In this blog post, we share the details of the data pipeline used for CountryData.io.

Bernhard Obenhuber
Oct 16, 2023

Source: Pexels

As you might have gathered from the overenthusiastic title and the dated cultural reference  therein, at CountryRisk.io, we love data. And we’re honoured that, every day, thousands of you trust our data to inform your country risk decisions. 

We don’t take that trust for granted. After all, for all practical purposes, data quality always falls to the level of their credibility. And, as intermediaries, we understand that you can’t trust our data unless you can also trust that the processing we must do between acquiring it and making it available on our platform preserves the data’s original meaning and, more generally, that we follow stringent data governance practices.

In other words: we recognise that, if our data is to be credible, it also needs to be transparent. And as we recently launched our new dedicated data platform, CountryData.io (which we introduced here), now seems like an opportune moment to explain how our particular data sausage gets made. 

Source data types

Some source data need more processing than others. For our purposes, we differentiate between three types of source data:

Structured data

Structured data is already well formatted, machine-readable, and standardised, which often means it’s linked to ISO country codes or date formats so they can be integrated into an API. While API access usually also requires us to map the source data’s attributes to our internal data structure, processing structured data is far less labour-intensive than the next two categories. 

Semi-structured data

Some data come in a structured format, such as a spreadsheet or HTML table, that can be easily parsed by code. However, the data itself might be presented in non-standard ways, like using country names instead of ISO country codes. Worse, the data provider might change that structured format over time. For each semi-structured data source, then, we must write a specific parser and update it whenever the data format changes. 

Unstructured data

These data are often found buried in long PDF reports or on a web page amongst reams of text and badly formatted tables. And unstructured data are rarely found in the same place, or presented in the same way, twice. As such, this is the most difficult type of data to process as they require the most human intervention, either because the parsing needs to be comprehensive or, in the worst case, can only be done manually. That said, data often come in an unstructured format when they’re saying something particularly insightful, which means the most difficult processing often produces especially valuable data.  

Data standardisation

No matter what state the data are in when we receive them, they must be presented consistently if they’re to be used for analysis or to create comparative visualisations—whether by human or computer. 

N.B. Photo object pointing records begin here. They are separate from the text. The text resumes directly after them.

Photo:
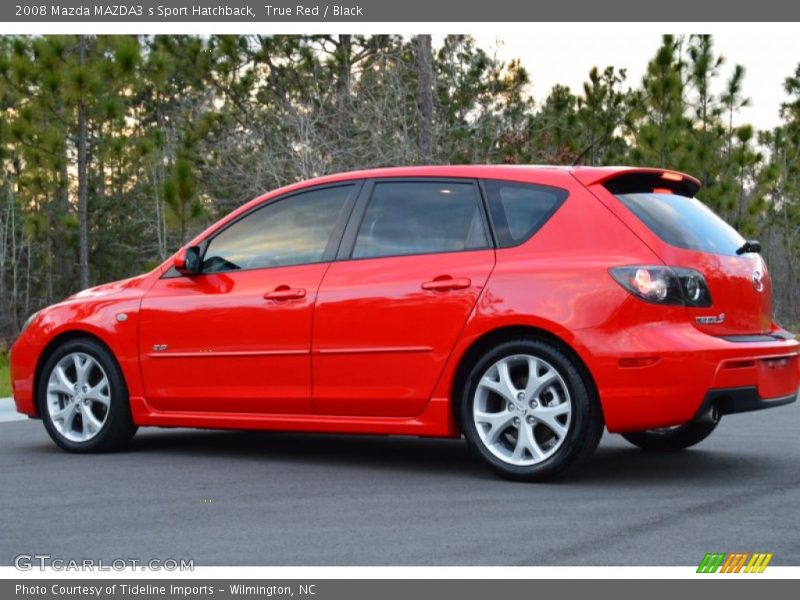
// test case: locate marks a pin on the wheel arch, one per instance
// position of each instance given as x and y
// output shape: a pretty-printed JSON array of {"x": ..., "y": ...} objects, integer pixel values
[
  {"x": 56, "y": 342},
  {"x": 507, "y": 333}
]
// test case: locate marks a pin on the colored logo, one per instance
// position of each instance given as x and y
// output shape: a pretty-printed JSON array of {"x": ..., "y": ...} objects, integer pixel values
[
  {"x": 737, "y": 562},
  {"x": 758, "y": 280}
]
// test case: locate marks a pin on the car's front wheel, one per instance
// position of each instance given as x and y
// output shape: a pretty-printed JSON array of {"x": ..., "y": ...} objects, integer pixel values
[
  {"x": 83, "y": 399},
  {"x": 529, "y": 411}
]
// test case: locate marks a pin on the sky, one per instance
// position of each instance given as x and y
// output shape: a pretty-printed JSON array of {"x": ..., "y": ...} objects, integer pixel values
[{"x": 768, "y": 54}]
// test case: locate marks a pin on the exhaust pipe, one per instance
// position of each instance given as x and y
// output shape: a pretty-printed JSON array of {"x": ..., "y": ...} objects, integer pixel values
[{"x": 711, "y": 415}]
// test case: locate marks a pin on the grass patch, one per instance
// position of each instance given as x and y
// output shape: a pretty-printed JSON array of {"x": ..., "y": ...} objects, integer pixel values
[{"x": 5, "y": 376}]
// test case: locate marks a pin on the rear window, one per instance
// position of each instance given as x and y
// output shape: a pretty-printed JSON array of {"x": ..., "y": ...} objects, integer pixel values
[{"x": 684, "y": 222}]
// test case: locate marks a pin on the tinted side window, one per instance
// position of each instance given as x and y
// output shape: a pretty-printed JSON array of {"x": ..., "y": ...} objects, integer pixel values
[
  {"x": 684, "y": 222},
  {"x": 291, "y": 231},
  {"x": 520, "y": 209},
  {"x": 419, "y": 218}
]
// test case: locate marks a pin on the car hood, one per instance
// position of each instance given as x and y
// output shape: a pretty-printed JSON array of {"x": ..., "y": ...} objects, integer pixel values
[{"x": 130, "y": 286}]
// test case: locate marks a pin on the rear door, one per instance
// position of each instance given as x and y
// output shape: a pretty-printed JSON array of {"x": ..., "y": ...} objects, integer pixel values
[
  {"x": 414, "y": 260},
  {"x": 684, "y": 232}
]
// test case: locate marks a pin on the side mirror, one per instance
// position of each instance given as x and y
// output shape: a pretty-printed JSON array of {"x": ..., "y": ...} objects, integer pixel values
[{"x": 187, "y": 262}]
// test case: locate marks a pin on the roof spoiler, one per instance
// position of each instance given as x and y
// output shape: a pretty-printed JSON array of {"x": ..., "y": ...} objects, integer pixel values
[{"x": 633, "y": 181}]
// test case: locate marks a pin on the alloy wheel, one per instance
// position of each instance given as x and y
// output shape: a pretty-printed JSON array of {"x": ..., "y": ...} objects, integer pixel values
[
  {"x": 522, "y": 410},
  {"x": 78, "y": 397}
]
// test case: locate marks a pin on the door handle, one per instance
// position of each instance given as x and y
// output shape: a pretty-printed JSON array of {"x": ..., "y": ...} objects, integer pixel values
[
  {"x": 446, "y": 283},
  {"x": 284, "y": 292}
]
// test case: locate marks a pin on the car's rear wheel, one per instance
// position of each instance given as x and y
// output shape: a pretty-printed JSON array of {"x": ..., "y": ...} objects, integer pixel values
[
  {"x": 528, "y": 410},
  {"x": 672, "y": 439},
  {"x": 83, "y": 399}
]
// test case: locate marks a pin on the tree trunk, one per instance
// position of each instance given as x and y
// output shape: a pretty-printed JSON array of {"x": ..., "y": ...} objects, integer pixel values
[
  {"x": 425, "y": 97},
  {"x": 83, "y": 184}
]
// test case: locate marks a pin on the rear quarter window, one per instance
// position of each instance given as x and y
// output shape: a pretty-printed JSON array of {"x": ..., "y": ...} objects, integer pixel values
[
  {"x": 519, "y": 209},
  {"x": 683, "y": 222}
]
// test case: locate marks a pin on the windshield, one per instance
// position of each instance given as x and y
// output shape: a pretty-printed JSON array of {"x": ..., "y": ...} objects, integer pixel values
[{"x": 684, "y": 222}]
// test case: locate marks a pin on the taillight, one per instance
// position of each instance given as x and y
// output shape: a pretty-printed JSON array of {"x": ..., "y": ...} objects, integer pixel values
[{"x": 664, "y": 285}]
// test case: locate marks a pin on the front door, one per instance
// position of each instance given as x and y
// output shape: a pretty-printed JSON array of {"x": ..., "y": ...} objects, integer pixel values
[{"x": 236, "y": 338}]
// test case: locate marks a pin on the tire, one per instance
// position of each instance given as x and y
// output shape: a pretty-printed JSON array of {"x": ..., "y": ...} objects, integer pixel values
[
  {"x": 671, "y": 439},
  {"x": 83, "y": 399},
  {"x": 530, "y": 430}
]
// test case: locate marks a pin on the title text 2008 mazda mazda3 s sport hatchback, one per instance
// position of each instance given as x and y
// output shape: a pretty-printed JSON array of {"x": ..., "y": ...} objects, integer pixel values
[{"x": 525, "y": 308}]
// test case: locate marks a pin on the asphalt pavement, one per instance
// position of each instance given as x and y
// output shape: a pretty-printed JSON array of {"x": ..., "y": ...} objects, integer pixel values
[{"x": 252, "y": 498}]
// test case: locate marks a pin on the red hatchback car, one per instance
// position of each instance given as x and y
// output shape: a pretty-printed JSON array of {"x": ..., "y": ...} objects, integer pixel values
[{"x": 525, "y": 308}]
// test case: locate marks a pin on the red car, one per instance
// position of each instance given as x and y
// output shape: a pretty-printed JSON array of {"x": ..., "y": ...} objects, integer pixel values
[{"x": 525, "y": 308}]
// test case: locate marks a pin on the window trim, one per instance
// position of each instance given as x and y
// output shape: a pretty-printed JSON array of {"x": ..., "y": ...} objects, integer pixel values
[
  {"x": 331, "y": 247},
  {"x": 348, "y": 243},
  {"x": 542, "y": 223}
]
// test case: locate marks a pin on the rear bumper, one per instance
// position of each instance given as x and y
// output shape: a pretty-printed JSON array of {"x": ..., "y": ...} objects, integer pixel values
[
  {"x": 745, "y": 399},
  {"x": 663, "y": 374}
]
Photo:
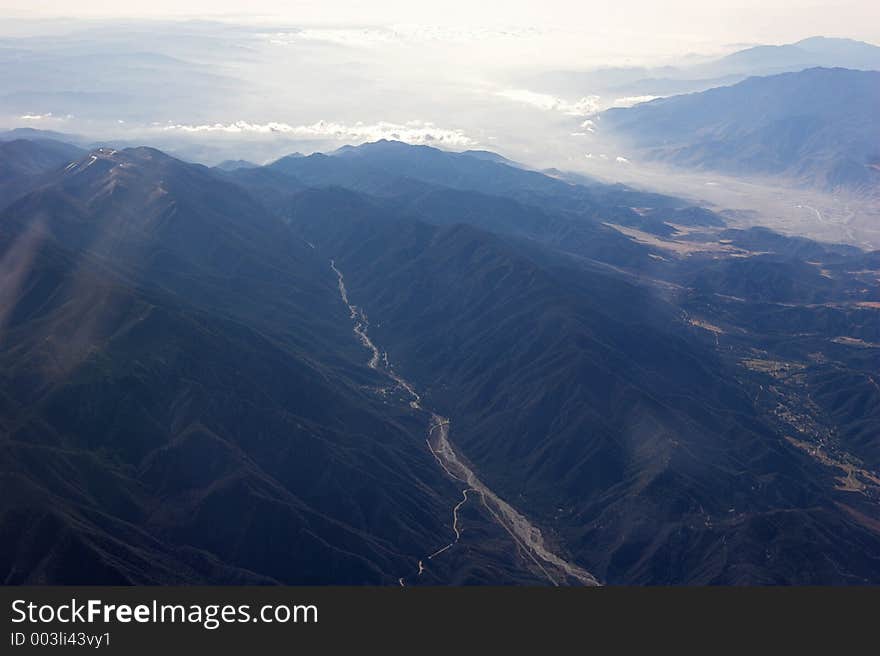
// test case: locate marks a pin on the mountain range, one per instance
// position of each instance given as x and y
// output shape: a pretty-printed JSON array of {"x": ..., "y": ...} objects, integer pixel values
[
  {"x": 235, "y": 375},
  {"x": 818, "y": 127}
]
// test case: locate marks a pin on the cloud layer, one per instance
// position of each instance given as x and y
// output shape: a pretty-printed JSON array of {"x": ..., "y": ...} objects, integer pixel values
[
  {"x": 586, "y": 106},
  {"x": 414, "y": 132}
]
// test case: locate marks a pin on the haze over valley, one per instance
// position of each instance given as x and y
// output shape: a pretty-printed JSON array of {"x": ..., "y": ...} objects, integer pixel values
[{"x": 377, "y": 300}]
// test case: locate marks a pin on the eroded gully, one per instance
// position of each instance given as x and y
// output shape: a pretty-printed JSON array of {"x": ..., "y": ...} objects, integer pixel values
[{"x": 525, "y": 535}]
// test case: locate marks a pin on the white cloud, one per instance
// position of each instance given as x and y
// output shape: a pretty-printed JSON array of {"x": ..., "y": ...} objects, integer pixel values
[
  {"x": 629, "y": 101},
  {"x": 399, "y": 33},
  {"x": 415, "y": 132},
  {"x": 586, "y": 106}
]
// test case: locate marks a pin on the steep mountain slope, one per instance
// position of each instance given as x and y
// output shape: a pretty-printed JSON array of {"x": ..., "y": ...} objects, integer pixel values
[
  {"x": 183, "y": 399},
  {"x": 819, "y": 127},
  {"x": 190, "y": 392},
  {"x": 577, "y": 395}
]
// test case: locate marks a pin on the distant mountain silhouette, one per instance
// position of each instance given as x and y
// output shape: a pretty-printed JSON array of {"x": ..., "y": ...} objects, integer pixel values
[
  {"x": 184, "y": 398},
  {"x": 818, "y": 127}
]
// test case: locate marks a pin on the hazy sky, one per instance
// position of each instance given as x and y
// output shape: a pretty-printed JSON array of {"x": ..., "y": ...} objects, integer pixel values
[{"x": 732, "y": 21}]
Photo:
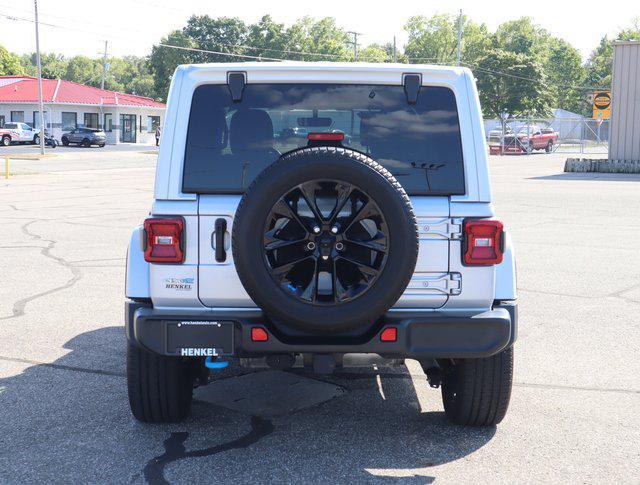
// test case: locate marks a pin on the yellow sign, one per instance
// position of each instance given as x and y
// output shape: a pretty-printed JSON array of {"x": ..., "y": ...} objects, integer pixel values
[{"x": 602, "y": 104}]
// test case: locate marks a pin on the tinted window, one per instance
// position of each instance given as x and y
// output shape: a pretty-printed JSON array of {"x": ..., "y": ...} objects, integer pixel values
[{"x": 229, "y": 144}]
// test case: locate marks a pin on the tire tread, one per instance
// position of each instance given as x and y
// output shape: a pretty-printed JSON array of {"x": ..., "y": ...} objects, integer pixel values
[
  {"x": 484, "y": 386},
  {"x": 160, "y": 388}
]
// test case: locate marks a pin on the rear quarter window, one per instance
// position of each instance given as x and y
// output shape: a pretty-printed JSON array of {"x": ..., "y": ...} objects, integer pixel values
[{"x": 229, "y": 144}]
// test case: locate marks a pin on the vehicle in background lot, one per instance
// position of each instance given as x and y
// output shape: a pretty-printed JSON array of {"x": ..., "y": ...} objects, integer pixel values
[
  {"x": 526, "y": 140},
  {"x": 13, "y": 132},
  {"x": 374, "y": 234},
  {"x": 85, "y": 137}
]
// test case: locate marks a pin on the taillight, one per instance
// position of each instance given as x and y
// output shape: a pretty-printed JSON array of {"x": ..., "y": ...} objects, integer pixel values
[
  {"x": 483, "y": 242},
  {"x": 164, "y": 240}
]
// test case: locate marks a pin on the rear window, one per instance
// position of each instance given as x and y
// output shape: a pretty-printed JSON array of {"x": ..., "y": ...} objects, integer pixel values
[{"x": 229, "y": 144}]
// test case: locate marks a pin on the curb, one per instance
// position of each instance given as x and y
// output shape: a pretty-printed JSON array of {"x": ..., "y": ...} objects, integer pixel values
[{"x": 601, "y": 165}]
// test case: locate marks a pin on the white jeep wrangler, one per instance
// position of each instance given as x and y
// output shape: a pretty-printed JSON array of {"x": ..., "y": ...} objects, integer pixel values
[{"x": 372, "y": 232}]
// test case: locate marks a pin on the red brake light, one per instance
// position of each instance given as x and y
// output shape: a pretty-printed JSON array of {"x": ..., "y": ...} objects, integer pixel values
[
  {"x": 164, "y": 240},
  {"x": 259, "y": 334},
  {"x": 483, "y": 242},
  {"x": 389, "y": 334},
  {"x": 326, "y": 136}
]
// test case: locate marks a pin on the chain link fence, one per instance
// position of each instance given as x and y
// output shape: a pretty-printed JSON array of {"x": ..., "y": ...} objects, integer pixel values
[{"x": 551, "y": 135}]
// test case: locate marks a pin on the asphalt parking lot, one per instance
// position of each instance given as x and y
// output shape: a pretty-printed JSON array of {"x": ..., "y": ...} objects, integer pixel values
[{"x": 64, "y": 414}]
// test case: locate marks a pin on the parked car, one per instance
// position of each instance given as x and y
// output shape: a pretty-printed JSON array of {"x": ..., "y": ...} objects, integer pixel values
[
  {"x": 84, "y": 137},
  {"x": 18, "y": 133},
  {"x": 527, "y": 139},
  {"x": 301, "y": 257}
]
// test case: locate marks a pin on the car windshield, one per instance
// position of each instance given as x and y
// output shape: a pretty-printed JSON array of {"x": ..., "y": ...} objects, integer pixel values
[{"x": 230, "y": 143}]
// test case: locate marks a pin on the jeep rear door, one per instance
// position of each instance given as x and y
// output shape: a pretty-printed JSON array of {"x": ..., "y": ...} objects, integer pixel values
[{"x": 418, "y": 141}]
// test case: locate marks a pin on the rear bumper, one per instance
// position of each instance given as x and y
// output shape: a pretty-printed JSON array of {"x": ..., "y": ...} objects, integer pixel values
[{"x": 419, "y": 335}]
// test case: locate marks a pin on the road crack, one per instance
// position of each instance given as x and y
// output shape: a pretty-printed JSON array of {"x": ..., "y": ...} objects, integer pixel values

Before our data reaches the CountryData.io database, we apply four primary structural levels: 

Each of these four levels has its own range of metadata:

Provider

The top layer names our data provider (e.g. World Bank), along with any third-party provider (e.g., FAO) where ours is itself an intermediary. For each provider, we store just a few attributes: NameDescriptionMain URL, and an Internal comment.  

Source

Some providers have multiple data collections, such as the International Monetary Fund, which provides the World Economic Outlook database, the Financial Development Index, and many others. So, the second level, Source, identifies which of the provider’s collections the data come from. And, for each Source, we capture a range of metadata:

  • Provider
  • Name of source 
  • Manual import (Boolean, if a manual data entry is allowed).
  • URL: A link to the source; either the API endpoint, or the spreadsheet that needs to be parsed.
  • API Key (if needed for source API access).
  • Update schedule for the automated data import (e.g. every Thursday, 1st of the month, daily).
  • License information: Whether the source data can be made publicly available 
  • Review required: Whether the source data needs to be reviewed by a human before final database storage. This will be the case for most semi-structured or unstructured sources. Meanwhile, structured data that’s updated very frequently from a tested API might not need a review. 
  • Date format and Date description for the source data: Such information might include an ISO 8601 format or year range (for multi-period survey data), fiscal year data (where different to the calendar year), and several other formats. 
  • Source indicators: If we access source data via an API, we can define a list of indicators that we’re interested so we don’t have to fetch the entire dataset. 
  • Source dimensions are vital to data standardisation, as they enable us to express the various dimensions a source has provided for a specific indicator. For example, the UN provides Sustainable Development Goals (SDG) data for indicators like primary school enrolment ratio. However, alongside the overall number for each country and year, the UN also breaks these numbers down according to factors like gender. In this case, Gender is a data dimension where the dimension is a categorical field with three allowed values: TotalMale, or Female
  • Some data even have multiple dimensions (e.g. Age group or Location (e.g. TotalUrbanRural)). A dimension might also be a different way to express the value of the indicator (e.g. Rank). By using source dimensions, then, we can describe our data consistently and succinctly without the need for duplicate indicators for each dimension, such as multiple suffixes.
  • Source tags are keywords that describe the data collection.  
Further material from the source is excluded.